Each table top at Szechuan Garden has a built in hot plate to power the restaurant’s signature Sichuan hot pots. For the hot pots you choose a stock, including the option of a vegetarian broth, selections from the list of meats, selections from the list of vegetables, various tofu options, noodles and dumplings. Szechuan Garden also sells typical American-Chinese dishes and a lot of options I am assuming are more traditional Sichuan style dishes such as, Snow Pea Pig Feet Soup, Ox Tongue & Tripe with roasted chili-peanuts vinaigrette, Stir Fried Diced Fish Fillet with pickled chili cucumber and Braised Sea Cucumber With Chili Minced Pork.
The Dumplings: Szechuan Garden serves Szechuan pork dumpling with roasted chili soy, pan seared pot stickers and steamed vegetable dumplings. The pot stickers were stuffed with a juicy mixture of savory pork and cabbage and were served seared to a golden crisp on two sides. The pot stickers were really uniform in size, shape and pleating so I think they may be a frozen commercial dumpling rather than homemade. But they were well cooked, tasty and very enjoyable.

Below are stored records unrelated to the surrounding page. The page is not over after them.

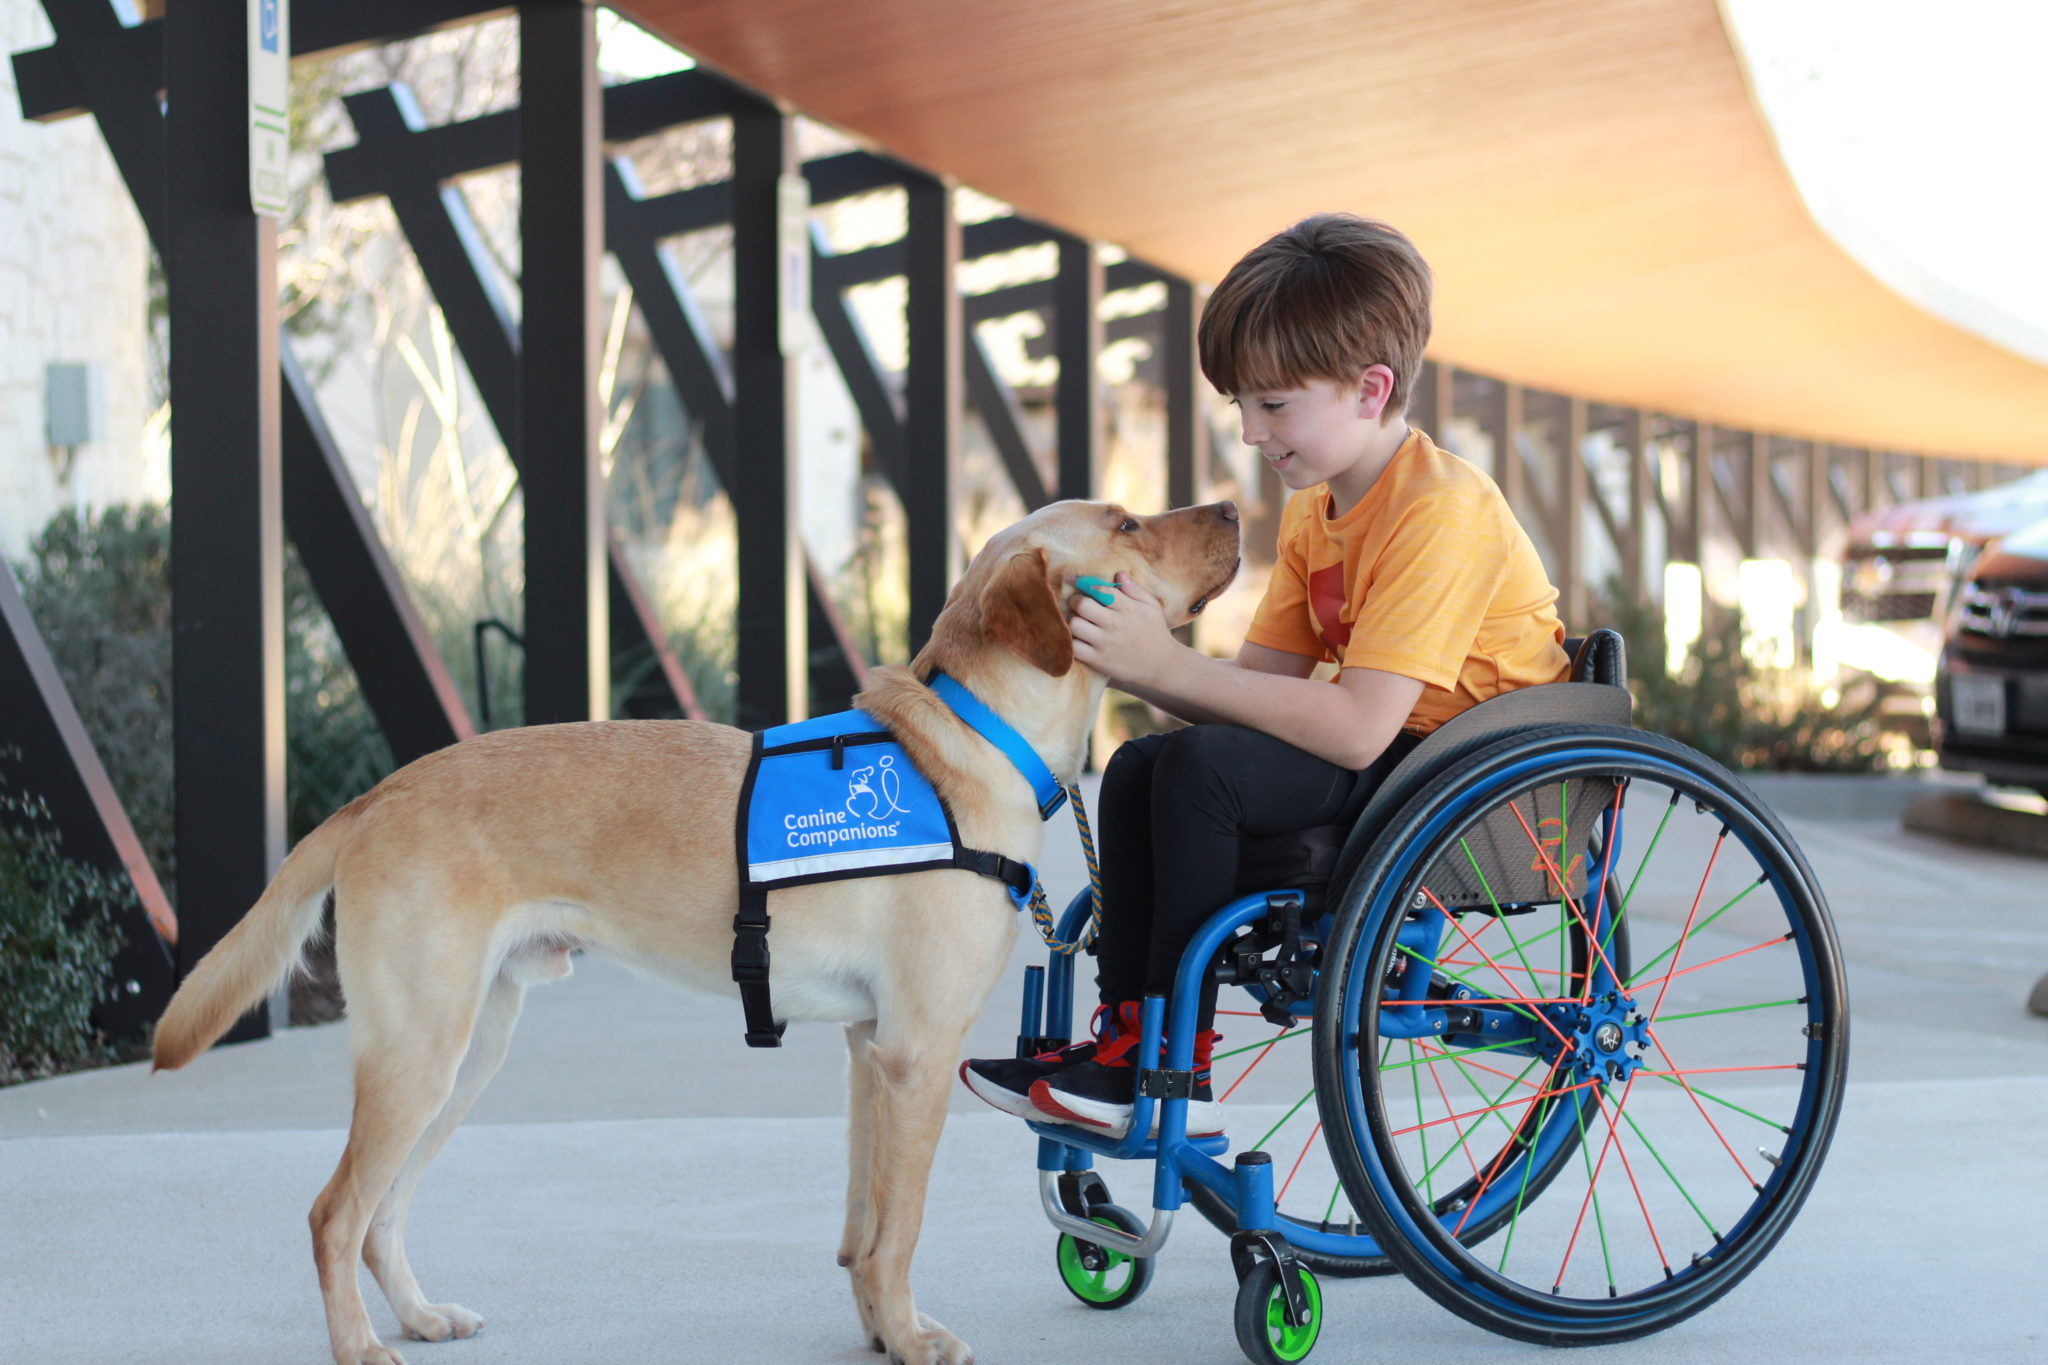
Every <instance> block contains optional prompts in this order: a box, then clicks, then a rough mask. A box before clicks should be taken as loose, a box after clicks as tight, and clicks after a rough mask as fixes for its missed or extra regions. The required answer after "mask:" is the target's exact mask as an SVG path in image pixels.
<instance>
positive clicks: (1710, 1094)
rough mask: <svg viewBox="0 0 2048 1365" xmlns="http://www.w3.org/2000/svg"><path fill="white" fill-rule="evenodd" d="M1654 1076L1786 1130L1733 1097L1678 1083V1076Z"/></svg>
mask: <svg viewBox="0 0 2048 1365" xmlns="http://www.w3.org/2000/svg"><path fill="white" fill-rule="evenodd" d="M1651 1074H1653V1076H1655V1072H1651ZM1655 1078H1657V1081H1663V1083H1665V1085H1677V1087H1679V1089H1681V1091H1692V1093H1694V1095H1698V1097H1700V1099H1712V1101H1714V1103H1716V1105H1720V1107H1724V1109H1735V1111H1737V1113H1741V1115H1743V1117H1747V1119H1755V1121H1759V1124H1765V1126H1767V1128H1776V1130H1778V1132H1786V1126H1784V1124H1780V1121H1778V1119H1767V1117H1763V1115H1761V1113H1757V1111H1753V1109H1743V1107H1741V1105H1739V1103H1735V1101H1733V1099H1722V1097H1720V1095H1714V1093H1712V1091H1702V1089H1700V1087H1696V1085H1679V1078H1677V1076H1655Z"/></svg>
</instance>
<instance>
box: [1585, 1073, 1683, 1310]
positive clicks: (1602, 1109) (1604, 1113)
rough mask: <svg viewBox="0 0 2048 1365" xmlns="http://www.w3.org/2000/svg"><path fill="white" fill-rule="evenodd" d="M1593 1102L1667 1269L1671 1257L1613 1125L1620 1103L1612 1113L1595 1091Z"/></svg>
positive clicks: (1640, 1187) (1632, 1168) (1635, 1172)
mask: <svg viewBox="0 0 2048 1365" xmlns="http://www.w3.org/2000/svg"><path fill="white" fill-rule="evenodd" d="M1593 1103H1597V1105H1599V1117H1604V1119H1608V1132H1610V1134H1614V1150H1616V1152H1620V1156H1622V1171H1624V1173H1628V1189H1632V1191H1636V1207H1638V1209H1642V1226H1645V1228H1649V1230H1651V1246H1655V1248H1657V1265H1661V1267H1663V1269H1665V1271H1669V1269H1671V1259H1669V1257H1665V1254H1663V1238H1659V1236H1657V1224H1655V1222H1651V1205H1649V1203H1647V1201H1645V1199H1642V1187H1640V1185H1636V1169H1634V1164H1632V1162H1630V1160H1628V1144H1626V1142H1622V1130H1620V1128H1616V1126H1614V1119H1616V1117H1620V1113H1622V1111H1620V1105H1616V1109H1614V1113H1608V1099H1606V1095H1599V1093H1597V1091H1595V1093H1593Z"/></svg>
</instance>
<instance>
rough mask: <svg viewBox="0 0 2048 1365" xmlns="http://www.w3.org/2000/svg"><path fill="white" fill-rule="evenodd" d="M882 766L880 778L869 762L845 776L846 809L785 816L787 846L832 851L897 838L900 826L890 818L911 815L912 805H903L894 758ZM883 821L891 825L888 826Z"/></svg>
mask: <svg viewBox="0 0 2048 1365" xmlns="http://www.w3.org/2000/svg"><path fill="white" fill-rule="evenodd" d="M879 767H881V778H877V776H874V772H877V763H868V765H866V767H856V769H852V772H850V774H846V808H844V810H825V808H819V810H811V812H807V814H795V812H791V814H784V817H782V829H784V831H786V833H788V837H786V843H788V847H793V849H819V847H823V849H829V847H834V845H838V843H862V841H866V839H895V837H897V829H901V823H897V821H889V817H891V814H909V806H905V804H903V802H901V796H903V778H901V776H899V774H897V769H895V757H893V755H887V753H885V755H883V757H881V759H879ZM877 788H879V790H877ZM883 821H889V823H887V825H885V823H883Z"/></svg>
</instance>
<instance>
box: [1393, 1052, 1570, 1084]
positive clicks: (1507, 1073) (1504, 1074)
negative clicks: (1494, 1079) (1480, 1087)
mask: <svg viewBox="0 0 2048 1365" xmlns="http://www.w3.org/2000/svg"><path fill="white" fill-rule="evenodd" d="M1415 1046H1417V1048H1421V1050H1423V1052H1432V1048H1430V1044H1421V1042H1419V1044H1415ZM1434 1056H1440V1058H1444V1060H1448V1062H1458V1064H1460V1066H1470V1068H1473V1070H1483V1072H1487V1074H1489V1076H1501V1078H1503V1081H1518V1083H1522V1085H1526V1087H1530V1089H1532V1091H1540V1089H1542V1087H1540V1085H1536V1083H1534V1081H1530V1078H1528V1076H1518V1074H1513V1072H1511V1070H1501V1068H1497V1066H1487V1064H1485V1062H1475V1060H1473V1058H1468V1056H1450V1052H1446V1050H1442V1048H1438V1050H1436V1052H1434Z"/></svg>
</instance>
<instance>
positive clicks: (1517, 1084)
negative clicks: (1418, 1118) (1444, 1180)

The Szechuan pork dumpling with roasted chili soy were a steamed or boiled pork dumpling served in a sauce of chili oil and soy garnished with scallions and sesame seeds. Typically this dish uses a wonton style dumpling that has a lot of excess wrapper that serves as a noodle at the end of the dumpling. The dumplings were good but I missed the noodle aspect that provides a greater surface area for sauce to cling to. The sauce was pretty spicy but not overwhelming, there was a slow build up of the burn so that my lips were tingling by the time I finished eating them, but it wasn’t challenging.
The Dipping Sauce: The pot stickers came with a typical soy based dipping sauce that had a lot of sweetness to it and a fruity undertone. The chili soy sauce for the Szechuan pork dumplings was soy sauce with a layer of chili oil floating on top, with red chili paste and mashed raw garlic added to the oil. The ingredients of the sauce were not well integrated together, at one point I ended up eating a wad of raw garlic mash. Overall the sauce lacked complexity and depth of flavor.
The Location: Szechuan Garden is in Manhattan’s Upper West Side neighborhood on Broadway at 98th Street. They have another location at 105th street and Broadway.